The gap was something else. The Indian teams were technically strong. But they were building analytics for a business they had never seen or experienced. The retailer didn't operate in India. A US analyst treats certain concepts as given. What a manufacturer coupon looks like. How a loyalty app works at the register. What the debit card discount feels like as a transaction. None of these had an equivalent in the Indian team's professional or personal experience.
In agentic terms, these concepts weren't built into their training data. And like any model operating outside its training distribution, they made assumptions. Assumptions compounded. Stories slipped. The same categories of issues recurred sprint after sprint.
We flew to India. Six people total: two from Motif, and the four US product owners. We brought the same color-coded receipts from the data profiling work.
We set up a fake store in the Indian office. We walked through what it looks like to move through the aisles, approach a register, hand over a physical coupon, tap a loyalty card, and use the debit card for the transaction-wide discount. We made it tangible.

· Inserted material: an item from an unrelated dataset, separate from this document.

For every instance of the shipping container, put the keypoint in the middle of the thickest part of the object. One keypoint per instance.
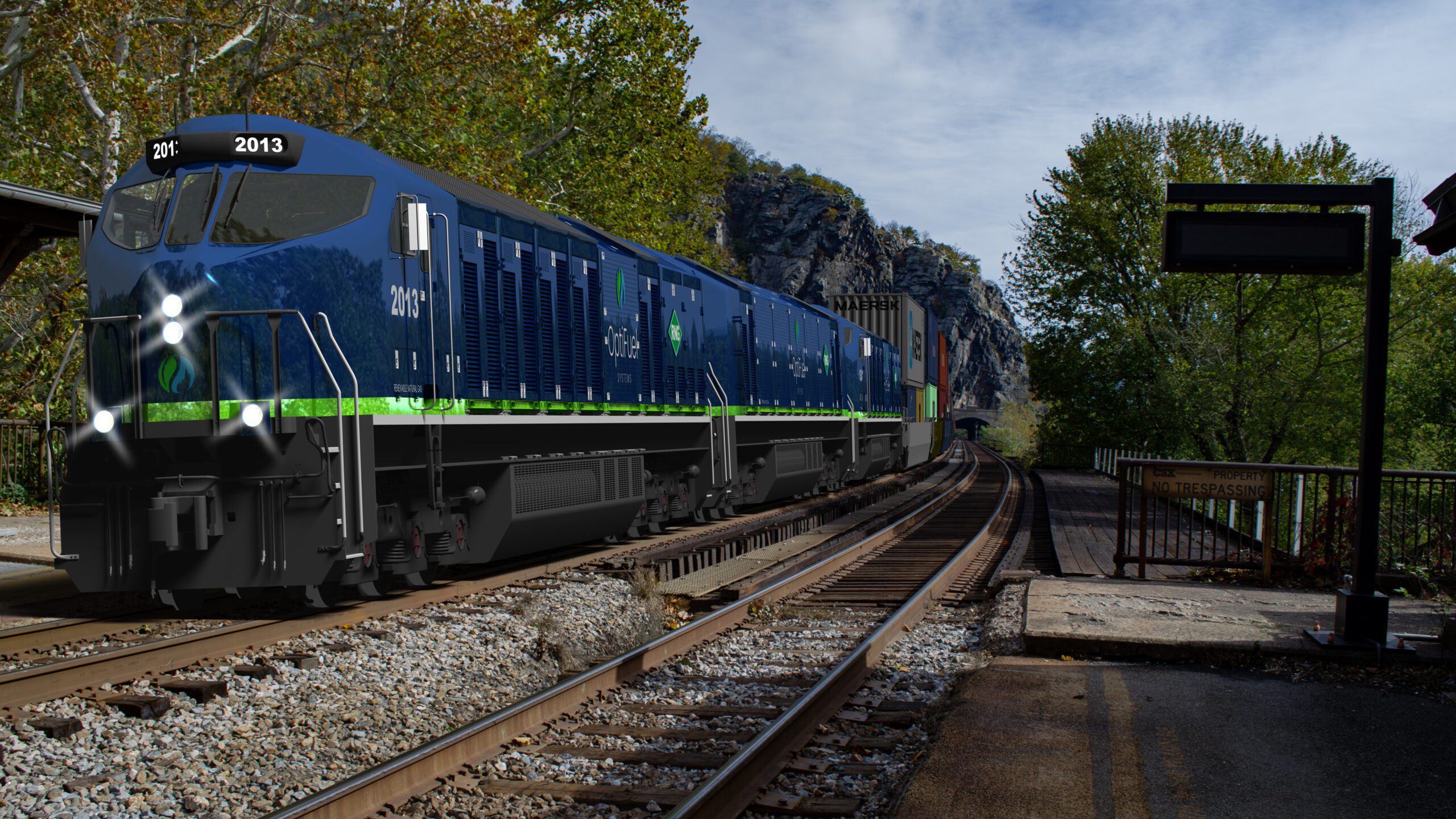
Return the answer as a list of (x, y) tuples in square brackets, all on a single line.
[(896, 318)]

Then we ran root cause analysis workshops. Each developer took turns describing, on paper, what information they needed and how they'd ask for it. The rest of the team acted as the computer and returned a result. We ran this across the most common recurring failure categories: data fan-out, duplication, non-unique identifiers. The goal wasn't to explain symptoms. It was to build the habit of asking better questions before reaching for a fix.
By the end of the week, they had three things they didn't have before: a concrete mental model of what a customer transaction actually looks like, color-coded mappings between physical receipts and data they could reference directly, and a shared vocabulary with their US counterparts that didn't require translation on every story.
OUTCOMES
The marketing model shipped.
Sprint efficiency moved from 60% to 90% and held for the remaining six months of the engagement.
60% → 90%
Sprint efficiency
~10%
Story point slip
6 months
Held for
$30K
Trip cost
The total cost of the India trip was roughly $30,000. Six people, economy class, one week, hotels included.
WHAT THIS MEANS FOR OTHERS
The same problem showed up twice in this engagement. A team trying to reason about something it had never directly experienced, making the best assumptions it could from abstraction alone. One team was a large language model working through an ambiguous schema. The other was a group of skilled developers on the other side of the world.
The answer was the same both times. Make the abstract concrete. Put something real in front of them. Build artifacts that capture it and last.
There's an instinct right now to solve every problem with more tooling, better models, and additional automation. Sometimes that's correct. But some problems exist because of a gap between what's real and what's been represented, whether in a data warehouse or in someone's mental model. Automation doesn't close that gap. Presence does.
Some problems still require physical presence. This was one of them.